Spinal Muscular Atrophy: Retained Secretions and Aspiration

Children with Spinal Muscular Atrophy (SMA) types 0 and 1 have significant weakness in bulbar and respiratory muscles, which can lead to difficulty in managing secretions.1 Reduced secretion clearance is a risk factor for acute respiratory decompensation.2,3 Aspiration is common in SMA type 1 and can lead to fatal complications.4,5

Patients with infantile SMA need regular evaluation of the sufficiency of their coughing and secretion management.1,2 It does not appear that patients with SMA elaborate more secretions as a by-product of their disease.1 The cough process is markedly degraded by SMA and appears to be the origin of the known chronic pulmonary infection risk in SMA.4 Patients with SMA have no known defect in sensing airway secretions to trigger a cough response.1 The deep inspiration preceding a cough will be reduced by respiratory weakness4 but can be augmented by non-invasive ventilation.1 The ability to close the glottis can be impaired in SMA and expose the patient to refluxed gastric secretions.1,4 Finally, the ability to generate expiratory effort and open the airway to expel secretions will be diminished in SMA.1 Thus, virtually every step of the cough and gag reflexes in SMA are compromised due to weakness.

In the setting of near total loss of cough reflex as a means of managing secretions, an expert consensus panel in SMA recommends a proactive approach for secretion management and prevention of aspiration.2 The experts advise the teaching and routine use of augmented secretion clearance techniques in the home setting for prophylaxis against aspiration.
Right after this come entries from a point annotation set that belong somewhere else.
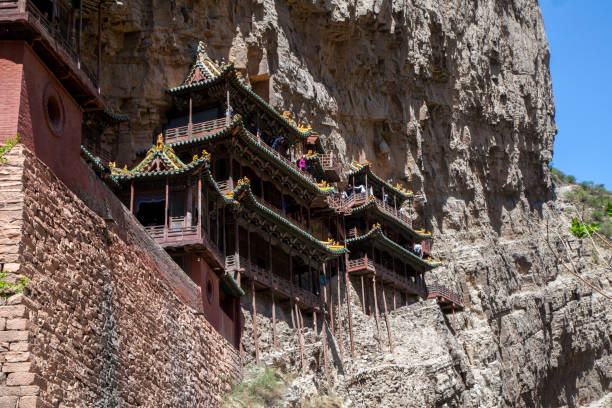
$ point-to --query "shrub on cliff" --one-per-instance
(5, 149)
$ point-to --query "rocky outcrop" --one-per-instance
(451, 98)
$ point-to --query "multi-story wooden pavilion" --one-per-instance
(242, 196)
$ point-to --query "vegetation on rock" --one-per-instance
(594, 202)
(262, 387)
(5, 149)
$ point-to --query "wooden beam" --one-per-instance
(166, 211)
(339, 314)
(362, 294)
(273, 321)
(132, 197)
(376, 312)
(200, 204)
(382, 286)
(299, 327)
(99, 44)
(325, 337)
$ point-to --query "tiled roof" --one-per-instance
(377, 234)
(361, 168)
(159, 161)
(372, 204)
(261, 148)
(205, 73)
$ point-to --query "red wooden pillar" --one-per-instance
(376, 312)
(291, 299)
(200, 205)
(325, 337)
(190, 123)
(362, 294)
(254, 309)
(132, 197)
(273, 321)
(348, 304)
(299, 327)
(339, 315)
(99, 45)
(387, 317)
(331, 305)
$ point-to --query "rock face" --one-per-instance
(452, 98)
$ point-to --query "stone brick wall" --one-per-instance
(100, 323)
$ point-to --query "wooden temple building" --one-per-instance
(241, 196)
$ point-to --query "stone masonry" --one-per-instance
(99, 325)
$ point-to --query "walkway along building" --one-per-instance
(242, 197)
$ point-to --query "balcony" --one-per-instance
(96, 151)
(54, 44)
(194, 130)
(227, 186)
(178, 234)
(448, 300)
(331, 167)
(281, 286)
(365, 266)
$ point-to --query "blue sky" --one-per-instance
(580, 37)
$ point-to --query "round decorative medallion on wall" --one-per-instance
(209, 291)
(54, 110)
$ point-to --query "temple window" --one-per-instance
(150, 212)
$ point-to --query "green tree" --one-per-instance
(5, 149)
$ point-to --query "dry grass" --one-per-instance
(262, 387)
(324, 401)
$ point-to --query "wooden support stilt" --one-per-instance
(273, 321)
(200, 206)
(132, 197)
(254, 308)
(166, 211)
(291, 299)
(324, 330)
(299, 328)
(382, 286)
(325, 358)
(331, 306)
(376, 312)
(99, 46)
(339, 314)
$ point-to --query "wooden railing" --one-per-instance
(176, 233)
(99, 153)
(37, 19)
(232, 262)
(197, 129)
(226, 186)
(361, 263)
(392, 211)
(275, 282)
(435, 290)
(283, 215)
(9, 6)
(280, 156)
(329, 163)
(385, 274)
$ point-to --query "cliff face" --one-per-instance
(452, 98)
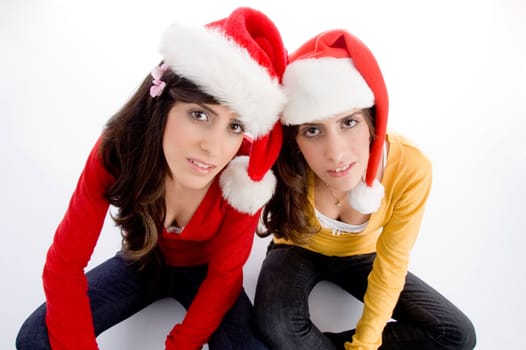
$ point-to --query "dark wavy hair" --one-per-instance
(132, 152)
(287, 213)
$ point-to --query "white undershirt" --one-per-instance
(339, 227)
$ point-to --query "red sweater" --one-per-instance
(217, 235)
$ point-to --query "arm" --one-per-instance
(387, 278)
(229, 251)
(68, 315)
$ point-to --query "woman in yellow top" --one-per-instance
(347, 209)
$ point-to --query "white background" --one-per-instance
(456, 75)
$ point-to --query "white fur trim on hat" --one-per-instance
(240, 191)
(365, 199)
(225, 70)
(318, 88)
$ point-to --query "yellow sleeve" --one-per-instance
(410, 190)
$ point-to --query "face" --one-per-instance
(199, 140)
(337, 148)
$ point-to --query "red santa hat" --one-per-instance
(240, 61)
(332, 73)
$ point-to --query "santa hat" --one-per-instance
(240, 61)
(332, 73)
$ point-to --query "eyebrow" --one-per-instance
(208, 109)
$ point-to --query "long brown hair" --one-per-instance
(132, 152)
(287, 213)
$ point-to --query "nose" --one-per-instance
(212, 141)
(335, 147)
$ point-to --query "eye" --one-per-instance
(199, 115)
(311, 131)
(349, 122)
(237, 127)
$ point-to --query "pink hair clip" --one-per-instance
(157, 84)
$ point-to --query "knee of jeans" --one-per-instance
(277, 325)
(460, 334)
(33, 333)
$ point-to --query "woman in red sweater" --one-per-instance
(186, 164)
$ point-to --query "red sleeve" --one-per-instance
(229, 252)
(68, 316)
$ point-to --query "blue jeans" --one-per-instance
(424, 319)
(117, 291)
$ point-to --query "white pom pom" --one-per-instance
(366, 200)
(240, 191)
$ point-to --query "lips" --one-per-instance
(341, 171)
(201, 166)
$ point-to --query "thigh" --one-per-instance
(115, 293)
(287, 276)
(351, 273)
(182, 282)
(236, 331)
(423, 316)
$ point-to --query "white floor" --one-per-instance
(456, 75)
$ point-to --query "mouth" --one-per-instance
(201, 167)
(341, 171)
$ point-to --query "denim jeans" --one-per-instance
(423, 319)
(116, 292)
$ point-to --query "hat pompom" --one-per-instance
(244, 194)
(365, 199)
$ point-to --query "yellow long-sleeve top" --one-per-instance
(391, 233)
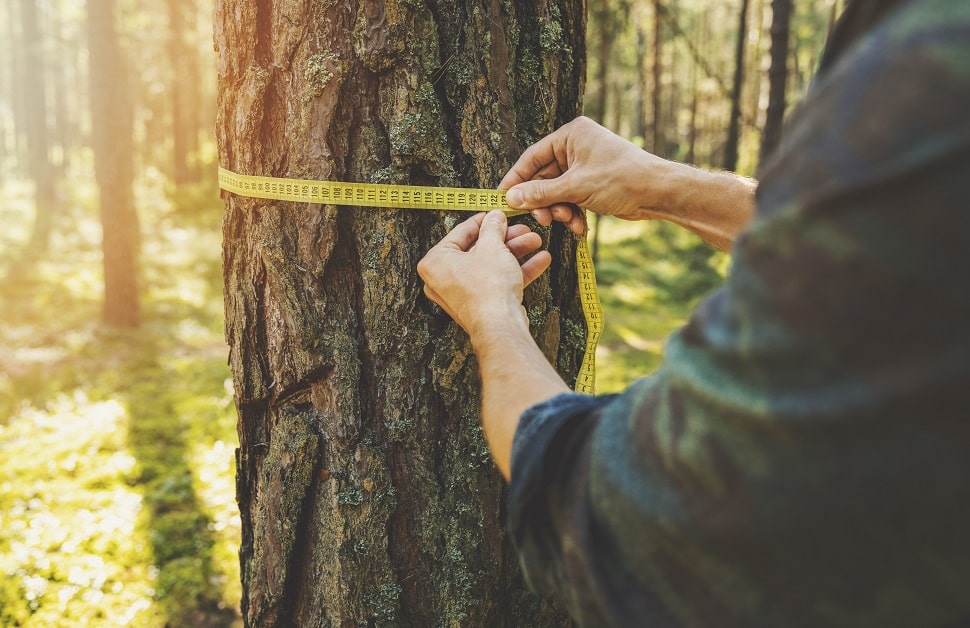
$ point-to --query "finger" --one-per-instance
(533, 267)
(464, 235)
(524, 244)
(493, 228)
(534, 159)
(571, 216)
(515, 231)
(543, 216)
(543, 193)
(561, 212)
(577, 224)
They advocate for aggressive respiratory care protocols in the home and hospital setting in response to acute illness.2 They advise investigation to diagnose gastroesophageal reflux and definitive treatment with a Nissen fundoplication when pathological reflux is present and it is deemed safe to perform the procedure.2 Successful gastrostomy and Nissen fundoplication is reported to reduce pulmonary infection risk by approximately 50% in SMA.6

Experts are more cautious with advice regarding other interventions. They recommend only short-term use of nebulized interventions (aside from appropriate asthma management) because, when used chronically, 3% and 7% nebulized saline and mucolytics can thin normal secretions and worsen secretion management by increasing secretion volumes.2 Experts have not reached a clear consensus on the use of botulinum toxin as a longitudinal means to reduce salivary gland to reduce oral secretions.2 Experts advise that high frequency chest wall oscillation therapy is ineffective in SMA without adequate coughing.2

References

1. Bush A, Fraser J, Jardine E, et al. Respiratory management of the infant with type 1 spinal muscular atrophy. Arch Dis Child. Jul 2005;90(7):709-711.
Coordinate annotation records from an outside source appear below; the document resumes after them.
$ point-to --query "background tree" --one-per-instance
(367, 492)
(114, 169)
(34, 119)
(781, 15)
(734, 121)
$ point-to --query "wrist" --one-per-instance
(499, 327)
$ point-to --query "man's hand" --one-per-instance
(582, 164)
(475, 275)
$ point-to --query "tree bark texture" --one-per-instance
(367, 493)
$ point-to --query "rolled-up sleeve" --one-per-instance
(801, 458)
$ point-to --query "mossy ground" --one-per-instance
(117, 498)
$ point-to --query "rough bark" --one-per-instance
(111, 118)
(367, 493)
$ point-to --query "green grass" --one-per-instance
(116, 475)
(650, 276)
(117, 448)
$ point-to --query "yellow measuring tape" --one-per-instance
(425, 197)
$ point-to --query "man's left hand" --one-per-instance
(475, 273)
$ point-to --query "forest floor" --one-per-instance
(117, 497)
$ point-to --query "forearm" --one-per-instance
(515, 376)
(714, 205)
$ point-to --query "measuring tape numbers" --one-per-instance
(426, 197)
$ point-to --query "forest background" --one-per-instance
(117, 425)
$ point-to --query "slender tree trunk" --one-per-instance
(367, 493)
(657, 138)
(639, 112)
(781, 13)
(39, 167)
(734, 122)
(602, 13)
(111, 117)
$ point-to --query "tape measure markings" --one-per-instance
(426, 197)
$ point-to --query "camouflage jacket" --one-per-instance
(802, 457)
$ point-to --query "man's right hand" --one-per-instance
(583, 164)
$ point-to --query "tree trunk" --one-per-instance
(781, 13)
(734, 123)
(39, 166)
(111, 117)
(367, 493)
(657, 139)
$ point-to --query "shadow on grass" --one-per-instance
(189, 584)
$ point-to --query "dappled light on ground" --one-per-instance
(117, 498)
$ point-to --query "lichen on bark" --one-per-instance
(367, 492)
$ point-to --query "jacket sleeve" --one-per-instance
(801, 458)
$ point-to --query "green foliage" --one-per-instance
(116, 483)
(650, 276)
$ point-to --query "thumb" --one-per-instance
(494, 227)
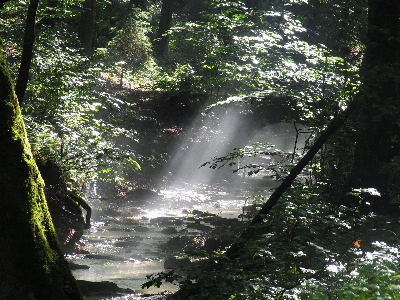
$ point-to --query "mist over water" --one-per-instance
(124, 242)
(217, 136)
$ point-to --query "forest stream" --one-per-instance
(201, 209)
(132, 240)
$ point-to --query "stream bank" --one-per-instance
(139, 237)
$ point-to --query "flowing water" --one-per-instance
(127, 239)
(124, 241)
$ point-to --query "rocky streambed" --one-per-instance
(132, 238)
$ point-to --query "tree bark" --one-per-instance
(88, 25)
(27, 51)
(32, 265)
(161, 44)
(380, 112)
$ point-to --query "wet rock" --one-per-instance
(176, 262)
(179, 243)
(166, 221)
(128, 242)
(169, 230)
(74, 266)
(105, 257)
(214, 244)
(199, 226)
(141, 229)
(140, 195)
(102, 288)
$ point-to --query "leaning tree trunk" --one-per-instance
(380, 114)
(27, 51)
(87, 25)
(162, 41)
(32, 265)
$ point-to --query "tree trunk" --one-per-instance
(379, 116)
(32, 265)
(88, 25)
(27, 51)
(162, 41)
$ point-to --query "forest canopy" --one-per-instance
(106, 88)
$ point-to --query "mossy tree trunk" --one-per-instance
(162, 42)
(32, 265)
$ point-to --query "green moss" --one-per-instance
(31, 262)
2. Finkel RS, Mercuri E, Meyer OH, et al. Diagnosis and management of spinal muscular atrophy: Part 2: Pulmonary and acute care; medications, supplements and immunizations; other organ systems; and ethics. Neuromuscul Disord. Mar 2018;28(3):197-207.

3. Wang CH, Finkel RS, Bertini ES, et al. Consensus statement for standard of care in spinal muscular atrophy. J Child Neurol. Aug 2007;22(8):1027-1049.

4. Birnkrant DJ, Pope JF, Martin JE, et al. Treatment of type I spinal muscular atrophy with noninvasive ventilation and gastrostomy feeding. Pediatr Neurol. May 1998;18(5):407-410.

5. Bach JR. Medical considerations of long-term survival of Werdnig-Hoffmann disease. Am J Phys Med Rehabil. May 2007;86(5):349-355.

6. Durkin ET, Schroth MK, Helin M, et al. Early laparoscopic fundoplication and gastrostomy in infants with spinal muscular atrophy type I. J Pediatr Surg. Nov 2008;43(11):2031-2037.